The U.S. Air Force has awarded Boeing a $450.5 million foreign military sales, or FMS, contract to provide command and control capabilities to Japan’s F-15 jet fighters.
The Department of Defense said Tuesday that under the sole source award, Boeing will deliver radars, self-protection toolkits and mission computers to the Japan Air Self-Defense Force.
With tasks expected to be completed by February 2030, the contractor will work at its St. Louis, Missouri facilities. A $110.8 million FMS allocation is being obligated at the time of the contract award.
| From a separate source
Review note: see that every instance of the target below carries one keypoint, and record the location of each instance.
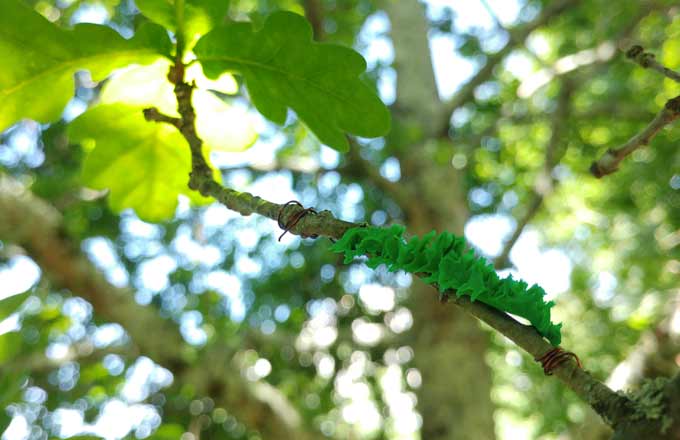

The contracting activity was initiated from the Air Force Life Cycle Management Center at the Wright-Patterson Air Force Base in Ohio.
Japanese Super Interceptor
In October 2019, the State Department approved a potential $4.5 billion FMS to Japan for the conversion of up to 98 F-15J to a Japanese Super Interceptor equipped with upgrades, including new radars, digital electronic warfare systems and mission computers.
$5.62 billion is the estimated total cost of the F-15 upgrade and sustainment up to 2045, Defense News reported citing a document from the Japanese Ministry of Defense’s Acquisition, Technology and Logistics Agency released in February 2022.
The F-15s are expected to be among the Japanese warplanes that would incorporate the 50 cruise missiles that Lockheed Martin would supply under a $104 million FMS that the State Department cleared in August 2023.